AT-01 LA GENÈSE

Chapitre : 12 3 4 5

LA CHUTE.

La chute.

Genèse 3 (1-24)

  •           Verset 1, le serpent. Le serpent sert ici de masque à un être hostile à Dieu et ennemi de l’homme, dans lequel la sagesse puis le N. T. et toute la tradition chrétienne ont reconnu l’Adversaire, le diable, cf. Jb 1 6+.
  •           Verset 7, qu’ils étaient nus. L’éveil de la concupiscence, première manifestation du désordre que le péché introduit dans l’harmonie de la création.
  •           Verset 15, l’atteindras au talon. Le texte hébreu, annonçant une hostilité entre la race du serpent et celle de la femme, oppose donc l’homme au Diable et à son « engeance », et laisse entrevoir la victoire finale de l’homme : c’est une première lueur de salut, le « Protévangile ». La traduction grecque, en commençant la dernière phrase par un pronom masculin, attribue cette victoire non au lignage de la femme en général, mais à l’un des fils de la femme ; ainsi est amorcée l’interprétation messianique qu’expliciteront beaucoup de Pères. Avec le Messie, sa Mère est impliquée, et l’interprétation mariologique de la tradition latine (ipsa conteret) est devenue traditionnelle dans l’Église.
  •           Verset 16, à la femme, il dit.

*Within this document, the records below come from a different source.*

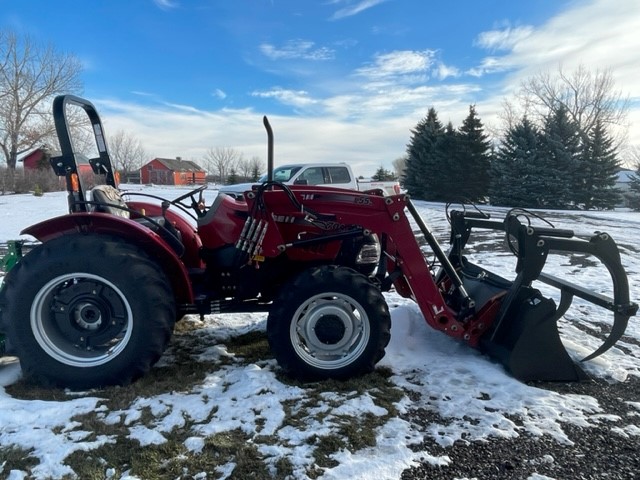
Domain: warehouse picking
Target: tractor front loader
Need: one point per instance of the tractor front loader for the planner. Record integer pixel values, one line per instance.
(96, 301)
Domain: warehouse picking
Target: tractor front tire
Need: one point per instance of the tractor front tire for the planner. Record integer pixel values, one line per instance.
(329, 322)
(86, 311)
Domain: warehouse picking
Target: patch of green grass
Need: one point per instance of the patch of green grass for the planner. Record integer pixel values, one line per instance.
(182, 372)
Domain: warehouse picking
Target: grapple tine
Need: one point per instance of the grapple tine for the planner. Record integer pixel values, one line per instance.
(619, 326)
(523, 334)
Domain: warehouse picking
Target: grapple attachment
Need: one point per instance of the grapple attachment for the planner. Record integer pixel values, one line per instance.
(523, 334)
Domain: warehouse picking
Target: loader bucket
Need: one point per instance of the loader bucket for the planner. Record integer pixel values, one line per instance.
(524, 334)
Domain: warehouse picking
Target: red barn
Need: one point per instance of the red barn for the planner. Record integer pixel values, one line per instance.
(167, 171)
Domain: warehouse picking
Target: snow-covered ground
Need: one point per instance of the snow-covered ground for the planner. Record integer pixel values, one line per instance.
(472, 396)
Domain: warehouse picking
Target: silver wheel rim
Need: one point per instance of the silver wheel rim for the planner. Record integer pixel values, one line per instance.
(81, 320)
(330, 331)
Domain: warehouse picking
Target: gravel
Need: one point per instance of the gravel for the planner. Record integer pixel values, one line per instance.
(603, 451)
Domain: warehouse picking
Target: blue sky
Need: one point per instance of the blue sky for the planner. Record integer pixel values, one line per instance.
(341, 80)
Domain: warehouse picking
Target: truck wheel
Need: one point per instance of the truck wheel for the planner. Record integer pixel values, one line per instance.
(329, 322)
(87, 311)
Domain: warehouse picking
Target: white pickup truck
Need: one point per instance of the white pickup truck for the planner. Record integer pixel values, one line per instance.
(323, 174)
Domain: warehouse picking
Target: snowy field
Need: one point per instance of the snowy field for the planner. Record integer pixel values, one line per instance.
(471, 397)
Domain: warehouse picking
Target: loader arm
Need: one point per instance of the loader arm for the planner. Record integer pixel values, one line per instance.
(532, 245)
(508, 319)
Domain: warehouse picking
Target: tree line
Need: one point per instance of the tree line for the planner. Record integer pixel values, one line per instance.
(560, 153)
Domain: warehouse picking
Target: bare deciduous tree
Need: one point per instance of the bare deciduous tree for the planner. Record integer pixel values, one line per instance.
(221, 160)
(588, 97)
(249, 168)
(127, 152)
(30, 76)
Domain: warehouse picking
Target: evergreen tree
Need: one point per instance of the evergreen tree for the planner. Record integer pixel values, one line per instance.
(634, 196)
(419, 174)
(447, 175)
(597, 174)
(382, 174)
(559, 162)
(233, 177)
(473, 157)
(514, 175)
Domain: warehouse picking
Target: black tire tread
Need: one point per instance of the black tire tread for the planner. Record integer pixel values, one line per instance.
(334, 278)
(121, 257)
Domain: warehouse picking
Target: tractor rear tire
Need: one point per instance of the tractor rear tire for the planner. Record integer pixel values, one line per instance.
(86, 311)
(329, 322)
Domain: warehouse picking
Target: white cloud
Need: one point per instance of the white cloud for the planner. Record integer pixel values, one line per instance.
(445, 71)
(166, 4)
(296, 98)
(297, 49)
(220, 94)
(397, 64)
(351, 8)
(503, 39)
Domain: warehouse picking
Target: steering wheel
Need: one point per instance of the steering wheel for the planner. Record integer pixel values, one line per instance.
(197, 205)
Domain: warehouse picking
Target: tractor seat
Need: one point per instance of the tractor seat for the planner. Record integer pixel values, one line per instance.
(107, 199)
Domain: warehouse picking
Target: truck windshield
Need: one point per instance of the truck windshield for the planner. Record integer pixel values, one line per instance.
(281, 174)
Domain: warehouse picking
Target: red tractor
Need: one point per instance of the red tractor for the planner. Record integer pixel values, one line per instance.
(96, 301)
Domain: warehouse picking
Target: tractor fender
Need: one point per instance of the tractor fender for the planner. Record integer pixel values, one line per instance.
(129, 230)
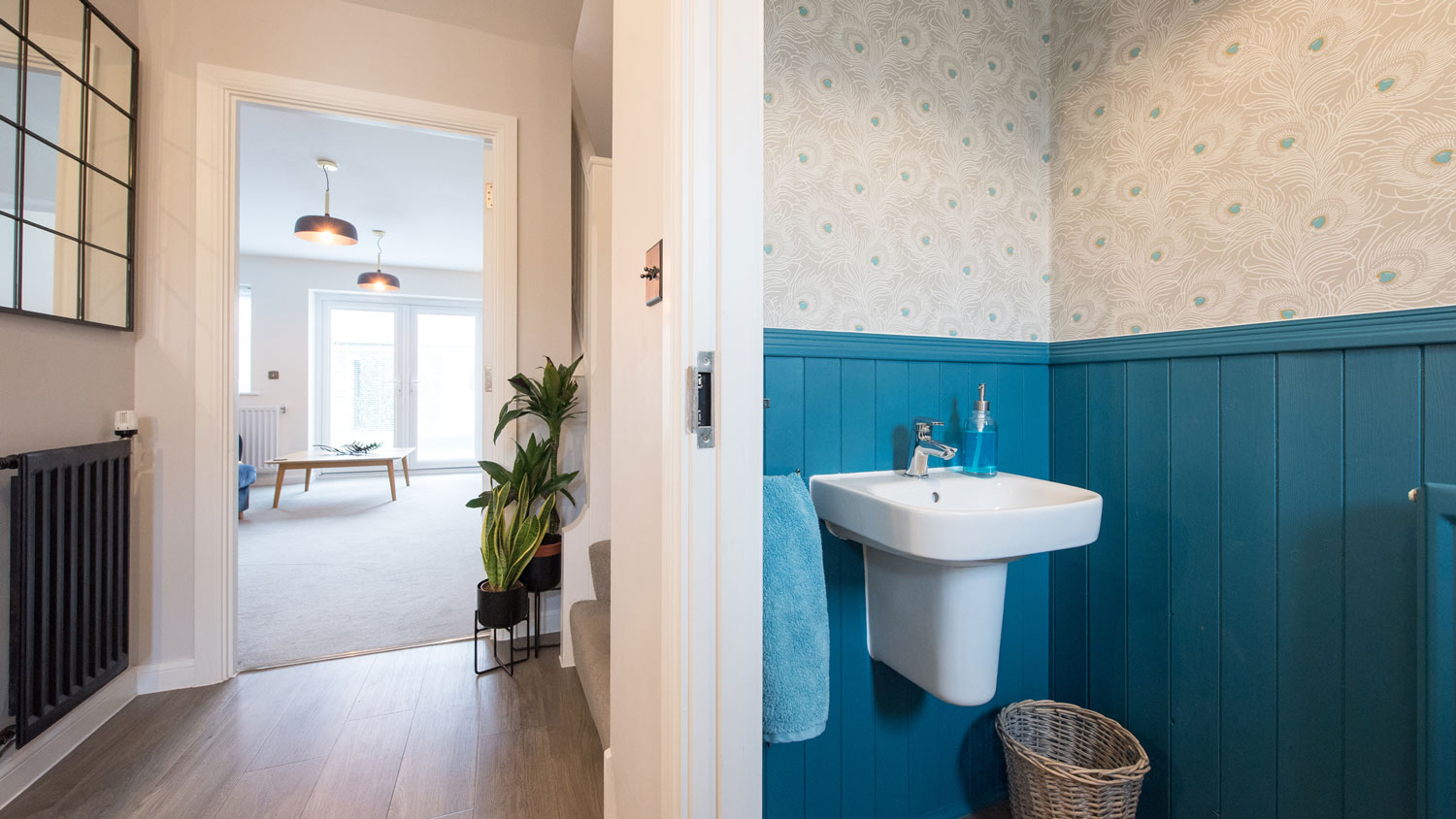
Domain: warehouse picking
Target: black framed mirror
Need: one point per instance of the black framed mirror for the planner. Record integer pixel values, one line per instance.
(67, 163)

La condamnation frappe les coupables dans leurs activités essentielles. La femme comme mère et épouse. L’homme comme travailleur. Le texte ne peut pas signifier que, sans le péché, la femme aurait enfanté sans douleur et que l’homme aurait travaillé sans avoir la sueur au front. Autant voudrait conclure du v 14 qu’avant le péché les serpents avaient des pattes. Le péché bouleverse l’ordre établi par Dieu : au lieu d’être l’associée de l’homme et son égale, la femme deviendra séductrice de l’homme qui l’asservira pour avoir des fils : au lieu d’être le jardinier de Dieu en Éden, l’homme luttera contre un sol devenu hostile. Mais le grand châtiment sera la perte de la familiarité avec Dieu, v 23. Ce sont là les peines héréditaires. Pour que soit dégagé l’enseignement d’une faute héréditaire, il faudra attendre que saint Paul mette en parallèle la solidarité de tous dans le Christ sauveur et la solidarité de tous en Adam pécheur, Rm 5.
  •           Verset 20, de tous les vivants. Le nom d’ève, (Havvah), est expliqué par la racine (hayah), « vivre ».
  •           Verset 22, le bien et le mal. L’homme pécheur s’est érigé en juge du bien et du mal, 2 17+, ce qui est le privilège de Dieu.
  •           Ne vive pour toujours. L’arbre de vie vient d’une tradition parallèle à celle de l’arbre de la connaissance. L’homme est mortel par nature, mais il aspire à l’immortalité qui lui sera finalement accordée. Le Paradis perdu par la faute de l’homme est à l’image du Paradis retrouvé par la grâce de Dieu.
  •           Verset 24, les chérubins. Emprunt à l’imagerie Babylonienne, cf. Ex 25 18+.